Uralsky L I, Shepelev V A, Alexandrov A A, Yurov Y B, Rogaev E I, Alexandrov I A
Institute of Molecular Genetics, Russian Academy of Sciences, Kurchatov Sq. 2, Moscow 123182, Russia.
Department of Genomics and Human Genetics, Vavilov Institute of General Genetics, Russian Academy of Sciences, Moscow 119991, Russia.
Data Brief. 2019 Mar 8;24:103708. doi: 10.1016/j.dib.2019.103708. eCollection 2019 Jun.

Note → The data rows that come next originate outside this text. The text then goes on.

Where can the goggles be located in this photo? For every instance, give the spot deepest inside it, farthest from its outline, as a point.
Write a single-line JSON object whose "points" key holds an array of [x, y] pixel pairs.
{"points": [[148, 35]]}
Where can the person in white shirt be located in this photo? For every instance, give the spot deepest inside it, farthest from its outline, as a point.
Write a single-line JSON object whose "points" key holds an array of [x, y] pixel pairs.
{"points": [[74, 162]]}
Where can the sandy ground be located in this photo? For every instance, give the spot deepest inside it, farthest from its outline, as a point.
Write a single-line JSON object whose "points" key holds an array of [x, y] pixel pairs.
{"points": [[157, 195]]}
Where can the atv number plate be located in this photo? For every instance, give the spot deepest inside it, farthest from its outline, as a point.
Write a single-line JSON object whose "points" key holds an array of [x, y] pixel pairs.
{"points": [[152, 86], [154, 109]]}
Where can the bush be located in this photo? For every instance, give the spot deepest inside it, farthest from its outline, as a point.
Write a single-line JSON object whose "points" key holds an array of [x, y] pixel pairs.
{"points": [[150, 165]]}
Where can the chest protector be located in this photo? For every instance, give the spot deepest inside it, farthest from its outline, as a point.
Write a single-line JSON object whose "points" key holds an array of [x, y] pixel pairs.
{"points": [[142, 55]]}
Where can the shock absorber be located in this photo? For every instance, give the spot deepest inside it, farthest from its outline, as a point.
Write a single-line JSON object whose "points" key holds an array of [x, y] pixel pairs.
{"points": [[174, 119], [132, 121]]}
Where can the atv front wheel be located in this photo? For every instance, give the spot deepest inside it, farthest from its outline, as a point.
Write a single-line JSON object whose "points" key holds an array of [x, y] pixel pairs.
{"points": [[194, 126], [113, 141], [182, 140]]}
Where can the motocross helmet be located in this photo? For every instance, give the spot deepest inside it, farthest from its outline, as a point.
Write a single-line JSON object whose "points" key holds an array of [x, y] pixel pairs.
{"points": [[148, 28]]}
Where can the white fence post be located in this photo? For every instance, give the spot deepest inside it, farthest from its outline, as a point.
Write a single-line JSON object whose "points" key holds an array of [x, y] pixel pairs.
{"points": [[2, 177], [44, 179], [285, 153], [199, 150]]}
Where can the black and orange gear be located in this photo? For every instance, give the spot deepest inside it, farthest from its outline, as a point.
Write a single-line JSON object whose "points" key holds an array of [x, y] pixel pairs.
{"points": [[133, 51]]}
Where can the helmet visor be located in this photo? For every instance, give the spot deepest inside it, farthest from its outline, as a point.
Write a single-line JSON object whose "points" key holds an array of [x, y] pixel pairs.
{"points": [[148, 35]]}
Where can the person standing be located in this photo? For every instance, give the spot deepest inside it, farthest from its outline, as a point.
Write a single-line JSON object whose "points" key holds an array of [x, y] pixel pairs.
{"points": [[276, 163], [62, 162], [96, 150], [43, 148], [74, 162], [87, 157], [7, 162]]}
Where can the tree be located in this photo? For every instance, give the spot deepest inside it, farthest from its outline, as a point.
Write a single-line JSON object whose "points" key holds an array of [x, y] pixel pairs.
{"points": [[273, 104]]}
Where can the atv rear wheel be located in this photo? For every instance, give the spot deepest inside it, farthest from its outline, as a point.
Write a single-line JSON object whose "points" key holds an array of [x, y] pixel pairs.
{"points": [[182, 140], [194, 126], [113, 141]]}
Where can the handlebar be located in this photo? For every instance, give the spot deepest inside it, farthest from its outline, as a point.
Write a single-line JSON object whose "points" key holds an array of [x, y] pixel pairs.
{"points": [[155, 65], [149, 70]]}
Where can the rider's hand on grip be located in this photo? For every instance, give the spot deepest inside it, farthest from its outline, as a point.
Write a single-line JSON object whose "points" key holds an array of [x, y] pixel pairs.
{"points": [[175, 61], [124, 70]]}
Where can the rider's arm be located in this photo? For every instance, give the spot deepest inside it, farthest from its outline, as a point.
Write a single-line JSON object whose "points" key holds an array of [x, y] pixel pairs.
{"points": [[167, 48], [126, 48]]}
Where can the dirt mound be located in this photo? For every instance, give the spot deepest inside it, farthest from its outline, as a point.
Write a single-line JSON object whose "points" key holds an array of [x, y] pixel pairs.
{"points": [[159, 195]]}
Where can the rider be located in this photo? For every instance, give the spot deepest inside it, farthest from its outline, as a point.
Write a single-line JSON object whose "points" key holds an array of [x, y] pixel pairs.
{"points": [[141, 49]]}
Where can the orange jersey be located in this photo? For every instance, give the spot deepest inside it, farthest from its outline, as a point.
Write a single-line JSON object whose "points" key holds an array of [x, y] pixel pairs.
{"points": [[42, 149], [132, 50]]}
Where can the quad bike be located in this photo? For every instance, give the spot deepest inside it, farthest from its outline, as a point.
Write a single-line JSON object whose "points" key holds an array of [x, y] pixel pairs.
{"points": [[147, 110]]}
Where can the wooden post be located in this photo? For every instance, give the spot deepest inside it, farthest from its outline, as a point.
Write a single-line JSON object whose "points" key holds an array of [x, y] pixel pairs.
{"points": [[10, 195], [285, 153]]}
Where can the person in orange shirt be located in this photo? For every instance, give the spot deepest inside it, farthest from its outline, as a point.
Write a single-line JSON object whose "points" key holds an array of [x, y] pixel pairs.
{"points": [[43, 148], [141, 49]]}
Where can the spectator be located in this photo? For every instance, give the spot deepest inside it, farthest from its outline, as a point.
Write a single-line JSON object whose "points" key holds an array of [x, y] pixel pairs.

In the latest hg38 human genome assembly, centromeric gaps has been filled in by alpha satellite (AS) reference models (RMs) which are statistical representations of homogeneous higher-order repeat (HOR) arrays that make up the bulk of the centromeric regions. We analyzed these models to compose an atlas of human AS HORs where each monomer of a HOR was represented by a number of its polymorphic sequence variants. We combined these data and HMMER sequence analysis platform to annotate AS HORs in the assembly. This led to discovery of a new type of low copy number highly divergent HORs which were not represented by RMs. These were included in the dataset. The annotation can be viewed as UCSC Genome Browser custom track (the HOR-track) and used together with our previous annotation of AS suprachromosomal families (SFs) in the same assembly, where each AS monomer can be viewed in its genomic context together with its classification into one of the 5 major SFs (the SF-track). To catalog the diversity of AS HORs in the human genome we introduced a new naming system. Each HOR received a name which showed its SF, chromosomal location and index number. Here we present the first installment of the HOR-track covering only the 17 HORs that belong to SF1 which forms live functional centromeres in chromosomes 1, 3, 5, 6, 7, 10, 12, 16 and 19 and also a large number of minor dead HOR domains, both homogeneous and divergent. Monomer-by-monomer HOR annotation used for this dataset as opposed to annotation of whole HOR repeats provides for mapping and quantification of various structural variants of AS HORs which can be used to collect data on inter-individual polymorphism of AS.
在最新的hg38人类基因组组装中,着丝粒间隙已由α卫星(AS)参考模型(RMs)填补,这些模型是构成着丝粒区域主体的同源高阶重复(HOR)阵列的统计表示。我们分析了这些模型,以构建人类AS HOR图谱,其中HOR的每个单体由其多个多态性序列变体表示。我们将这些数据与HMMER序列分析平台相结合,以注释组装中的AS HOR。这导致发现了一种新型的低拷贝数高度分化的HOR,而RMs未对其进行表示。这些被纳入数据集中。该注释可作为UCSC基因组浏览器的自定义轨道(HOR轨道)查看,并与我们之前在同一组装中对AS超染色体家族(SFs)的注释一起使用,在该注释中,每个AS单体可以在其基因组背景中查看,并分类到5个主要SFs之一(SF轨道)。为了编目人类基因组中AS HOR的多样性,我们引入了一种新的命名系统。每个HOR都有一个名称,显示其SF、染色体位置和索引号。在这里,我们展示了HOR轨道的第一部分,仅涵盖属于SF1的17个HOR,SF1在染色体1、3、5、6、7、10、12、16和19中形成活的功能着丝粒,以及大量较小的无功能HOR结构域,包括同源和分化的。与整个HOR重复序列的注释相反,用于该数据集的逐个单体的HOR注释提供了AS HOR各种结构变体的映射和定量,可用于收集AS个体间多态性的数据。